Collection managing active WorkspaceInstance objects.

| Attribute | Type | Description |
|-----------|------|-------------|
| `max_size` | `int` | Maximum concurrent instances (from config) |
| `instances` | `dict[str, WorkspaceInstance]` | Active instances by workspace_id |
| `lru_order` | `list[str]` | Workspace IDs ordered by last access |
| `lock` | `asyncio.Lock` | Protects concurrent access |

**Invariants**:
- `len(instances) <= max_size`
- `set(lru_order) == set(instances.keys())`
- Only one instance per workspace_id

**Operations**:

| Operation | Description | Complexity |
|-----------|-------------|------------|
| `get(workspace_id)` | Get or create instance, updates LRU | O(1) amortized |
| `evict_lru()` | Remove least recently used instance | O(1) |
| `finalize_all()` | Clean shutdown of all instances | O(n) |

### WorkspaceConfig

Configuration for multi-workspace behavior (runtime, not persisted).

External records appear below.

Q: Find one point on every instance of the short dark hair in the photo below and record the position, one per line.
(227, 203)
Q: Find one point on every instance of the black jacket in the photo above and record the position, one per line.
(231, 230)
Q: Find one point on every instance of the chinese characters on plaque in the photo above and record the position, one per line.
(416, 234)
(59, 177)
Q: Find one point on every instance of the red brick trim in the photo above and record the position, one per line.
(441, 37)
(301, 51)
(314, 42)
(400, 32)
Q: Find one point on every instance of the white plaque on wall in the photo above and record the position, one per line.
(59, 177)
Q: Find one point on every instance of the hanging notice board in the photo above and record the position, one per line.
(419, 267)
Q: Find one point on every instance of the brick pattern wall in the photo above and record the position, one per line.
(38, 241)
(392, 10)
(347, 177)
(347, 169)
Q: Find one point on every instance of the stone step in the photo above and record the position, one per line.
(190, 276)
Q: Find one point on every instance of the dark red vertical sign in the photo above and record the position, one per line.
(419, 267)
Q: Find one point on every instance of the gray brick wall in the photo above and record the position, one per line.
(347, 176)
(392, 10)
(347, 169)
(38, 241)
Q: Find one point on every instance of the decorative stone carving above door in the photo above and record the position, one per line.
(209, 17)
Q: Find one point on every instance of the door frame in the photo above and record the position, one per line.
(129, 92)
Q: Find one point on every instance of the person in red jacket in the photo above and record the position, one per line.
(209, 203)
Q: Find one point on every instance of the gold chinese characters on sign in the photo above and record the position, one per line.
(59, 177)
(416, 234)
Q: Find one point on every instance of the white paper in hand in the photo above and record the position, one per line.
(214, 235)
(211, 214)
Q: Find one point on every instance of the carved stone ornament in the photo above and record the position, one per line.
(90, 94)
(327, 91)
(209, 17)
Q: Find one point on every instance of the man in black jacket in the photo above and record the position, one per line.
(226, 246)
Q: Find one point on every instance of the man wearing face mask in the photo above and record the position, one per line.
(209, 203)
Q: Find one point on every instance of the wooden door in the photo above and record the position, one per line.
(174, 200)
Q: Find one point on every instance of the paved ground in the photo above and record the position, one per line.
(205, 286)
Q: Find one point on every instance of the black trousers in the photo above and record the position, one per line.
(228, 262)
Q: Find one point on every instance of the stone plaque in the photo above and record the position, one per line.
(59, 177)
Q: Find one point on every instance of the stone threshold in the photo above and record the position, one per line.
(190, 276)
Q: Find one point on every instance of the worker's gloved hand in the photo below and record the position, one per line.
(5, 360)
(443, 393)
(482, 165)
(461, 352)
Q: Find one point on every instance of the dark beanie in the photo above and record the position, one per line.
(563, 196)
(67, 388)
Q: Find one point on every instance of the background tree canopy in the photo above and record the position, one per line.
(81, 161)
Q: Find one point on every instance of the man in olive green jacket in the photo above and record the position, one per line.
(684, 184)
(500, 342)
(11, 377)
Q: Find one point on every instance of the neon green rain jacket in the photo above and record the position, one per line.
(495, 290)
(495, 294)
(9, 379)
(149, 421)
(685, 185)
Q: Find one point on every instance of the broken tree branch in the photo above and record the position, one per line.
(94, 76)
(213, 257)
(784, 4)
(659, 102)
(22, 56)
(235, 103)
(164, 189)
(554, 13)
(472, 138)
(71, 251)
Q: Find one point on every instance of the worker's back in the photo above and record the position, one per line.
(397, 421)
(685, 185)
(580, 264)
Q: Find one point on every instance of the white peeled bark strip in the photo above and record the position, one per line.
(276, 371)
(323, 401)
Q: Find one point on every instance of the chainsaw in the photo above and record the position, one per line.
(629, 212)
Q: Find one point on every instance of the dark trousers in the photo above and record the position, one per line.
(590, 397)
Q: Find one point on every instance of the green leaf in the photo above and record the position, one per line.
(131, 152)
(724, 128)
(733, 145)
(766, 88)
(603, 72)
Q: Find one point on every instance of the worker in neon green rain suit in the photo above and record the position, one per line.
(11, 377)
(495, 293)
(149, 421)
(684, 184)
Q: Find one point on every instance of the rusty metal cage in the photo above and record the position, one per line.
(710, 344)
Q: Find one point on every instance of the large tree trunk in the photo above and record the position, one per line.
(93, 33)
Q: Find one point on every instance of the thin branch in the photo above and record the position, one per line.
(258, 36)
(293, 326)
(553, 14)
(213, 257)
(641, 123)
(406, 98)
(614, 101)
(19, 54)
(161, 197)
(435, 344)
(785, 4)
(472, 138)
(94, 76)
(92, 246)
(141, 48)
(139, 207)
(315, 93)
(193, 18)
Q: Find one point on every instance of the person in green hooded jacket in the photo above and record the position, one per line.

| Attribute | Type | Default | Description |
|-----------|------|---------|-------------|
| `default_workspace` | `str` | `""` | Workspace when no header present |
| `allow_default_workspace` | `bool` | `true` | Allow requests without header |
| `max_workspaces_in_pool` | `int` | `50` | Pool size limit |

**Sources** (in priority order):
1. Environment variables (`LIGHTRAG_DEFAULT_WORKSPACE`, etc.)
2. Existing `WORKSPACE` env var (backward compatibility)
3. Hardcoded defaults

## Relationships

```
┌─────────────────┐
│ WorkspaceConfig │
└────────┬────────┘
         │ configures
         ▼
┌─────────────────┐       contains        ┌───────────────────┐
│  WorkspacePool  │◄─────────────────────►│ WorkspaceInstance │
└─────────────────┘                       └───────────────────┘
         │                                         │
         │ validates workspace_id                  │ wraps
         ▼                                         ▼
┌─────────────────┐                       ┌───────────────────┐
│ HTTP Request    │                       │ LightRAG (core)   │
│ (workspace hdr) │                       │                   │
└─────────────────┘                       └───────────────────┘
```

## Data Flow

### Request Processing

```
1. HTTP Request arrives
   │
2. Extract workspace from headers
   │  ├─ LIGHTRAG-WORKSPACE header (primary)
   │  └─ X-Workspace-ID header (fallback)
   │
3. If no header:
   │  ├─ allow_default_workspace=true → use default_workspace
   │  └─ allow_default_workspace=false → return 400
   │
4. Validate workspace_id format
   │  └─ Invalid → return 400
   │
5. WorkspacePool.get(workspace_id)
   │  ├─ Instance exists → update LRU, return instance
   │  └─ Instance missing:
   │       ├─ Pool full → evict LRU instance
   │       └─ Create new instance, initialize, add to pool
   │
6. Route handler receives LightRAG instance
   │
7. Process request using instance
   │
8. Return response
```

### Instance Lifecycle

```
1. First request for workspace arrives
   │
2. WorkspacePool creates WorkspaceInstance
   │  status: initializing
   │
3. LightRAG object created with workspace parameter
   │
4. await rag.initialize_storages()
   │
5. Instance status → ready
   │  Added to pool and LRU list
   │
6. Instance serves requests...
   │  last_accessed_at updated on each access
   │
7. Pool reaches max_size, this instance is LRU
   │
8. Instance status → finalizing
   │
9. await rag.finalize_storages()
   │
10. Instance removed from pool
```

## No Persistent Schema Changes

This feature does not modify:
- Storage schemas (KV, vector, graph)
- Database tables
- File formats

Workspace isolation at the data layer is already handled by the LightRAG core using namespace prefixing.